Dmitri Alperovitch, co-founder of cybersecurity firm CrowdStrike, said he has seen Chinese government hackers target health-care providers and insurance companies in the past six months for Social Security numbers and personal identifying information as well as health-care information.

“China sucks up as much information as possible on a variety of people that could come in handy later,” he said, adding that CrowdStrike does not have information on the Anthem hack.

China has also been implicated in hacks on USIS, a major U.S. contractor that conducts background checks for the Department of Homeland Security. The Chinese have also targeted state motor vehicle departments and other agencies with large databases, Alperovitch said.

“The more information the Chinese have about large segments of the American population, the easier it is for them to penetrate our military and intelligence agencies,” said Joel Brenner, a former top U.S. counterintelligence official. “They then have the health-care information, the fingerprints and the real names of an enormous set of people, many of whom are prime recruits for our intelligence services or our military or who are already in our military. It’s an enormous advantage in penetrating cover.”

That employee data was stolen in the Anthem hack could indicate that hackers might be preparing for another attack, which would allow them to access internal systems that they were otherwise unable to reach, said Tom DeSot, an executive at the cybersecurity firm Digital Defense.

The health-care industry has struggled to fortify itself against cyberattacks. Hospital groups and health insurers have often grown through buying smaller, regional firms with different technology and no overarching security policy. Many also use older computer systems that have proved more susceptible to attack.

“Health care can be a big, leaky boat,” said Katherine Keefe, leader of breach response services for Beazley, a London-based speciality insurer that offers cyber-liability coverage. “There’s a lot of private information that flows in and out . . . and [among attackers] there’s an awareness now that health-care information on its own is quite valuable.”

Experts at the security-ratings firm BitSight said last year that the health-care industry’s cyber­defense showed “signs of serious illness,” posting a bigger increase in security incidents over the previous year than industries such as finance and retail, but with continued failures to respond quickly to threats.

Health-care providers, which must disclose breaches affecting more than 500 people, have reported about 1,200 breaches since 1997, a federal health database shows.

Anthem has come under fire in the past for its security. The insurer agreed in 2013 to pay $1.7 million to resolve federal claims that poor internal safeguards left personal information, including Social Security numbers and health data, from more than 600,000 people available online.

In August, Chinese hackers grabbed names, addresses and Social Security numbers from more than 4 million patients of Community Health Systems, one of the country’s largest for-profit hospital groups. The FBI warned after that attack that the health-care industry was being targeted by hackers.

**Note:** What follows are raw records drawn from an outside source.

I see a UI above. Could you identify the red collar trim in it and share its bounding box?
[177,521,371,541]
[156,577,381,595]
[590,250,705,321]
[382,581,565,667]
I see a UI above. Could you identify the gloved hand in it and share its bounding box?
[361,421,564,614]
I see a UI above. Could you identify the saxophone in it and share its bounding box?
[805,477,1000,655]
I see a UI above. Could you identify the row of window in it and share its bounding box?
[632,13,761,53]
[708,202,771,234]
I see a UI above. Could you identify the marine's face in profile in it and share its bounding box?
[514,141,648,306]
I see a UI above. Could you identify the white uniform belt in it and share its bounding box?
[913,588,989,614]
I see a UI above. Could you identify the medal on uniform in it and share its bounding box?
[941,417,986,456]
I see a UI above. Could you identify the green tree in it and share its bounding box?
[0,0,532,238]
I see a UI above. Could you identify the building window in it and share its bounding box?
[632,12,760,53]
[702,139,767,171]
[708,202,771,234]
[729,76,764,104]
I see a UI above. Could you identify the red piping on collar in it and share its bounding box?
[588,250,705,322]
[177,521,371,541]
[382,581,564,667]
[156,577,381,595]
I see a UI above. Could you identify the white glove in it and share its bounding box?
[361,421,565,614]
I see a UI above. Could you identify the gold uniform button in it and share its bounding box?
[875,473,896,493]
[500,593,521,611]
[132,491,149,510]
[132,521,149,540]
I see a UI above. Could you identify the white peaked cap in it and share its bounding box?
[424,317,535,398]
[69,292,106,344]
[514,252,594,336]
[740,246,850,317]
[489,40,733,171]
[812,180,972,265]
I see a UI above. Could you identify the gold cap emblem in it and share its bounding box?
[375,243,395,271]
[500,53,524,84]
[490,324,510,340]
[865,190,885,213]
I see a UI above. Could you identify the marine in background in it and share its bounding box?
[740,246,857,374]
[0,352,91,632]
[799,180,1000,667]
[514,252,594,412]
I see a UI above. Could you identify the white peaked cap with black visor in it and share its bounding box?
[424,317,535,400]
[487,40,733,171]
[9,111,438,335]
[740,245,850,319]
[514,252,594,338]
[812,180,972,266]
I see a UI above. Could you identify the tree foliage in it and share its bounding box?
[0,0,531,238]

Federal leaders said the Anthem breach appeared emblematic of a larger weakness in the country’s cyberdefense. Rep. Devin Nunes (R-Calif.), chairman of the House Intelligence Committee, said the Anthem hack “shows the urgent need to improve our nation’s cybersecurity infrastructure.” Michael Daniel, President Obama’s chief cybersecurity adviser, said, “It’s quite concerning that we would have yet another intrusion of this size.”

Hackers have routinely targeted retailers rich with consumer data, including attacks last year that breached data for 110 million Target customers and 53 million Home Depot customers. JPMorgan Chase, the nation’s largest bank, had records for 76 million households breached last summer. Federal officials called the damaging hack last year of Sony Pictures Entertainment a “serious national security issue.”

Andrea Peterson contributed to this report.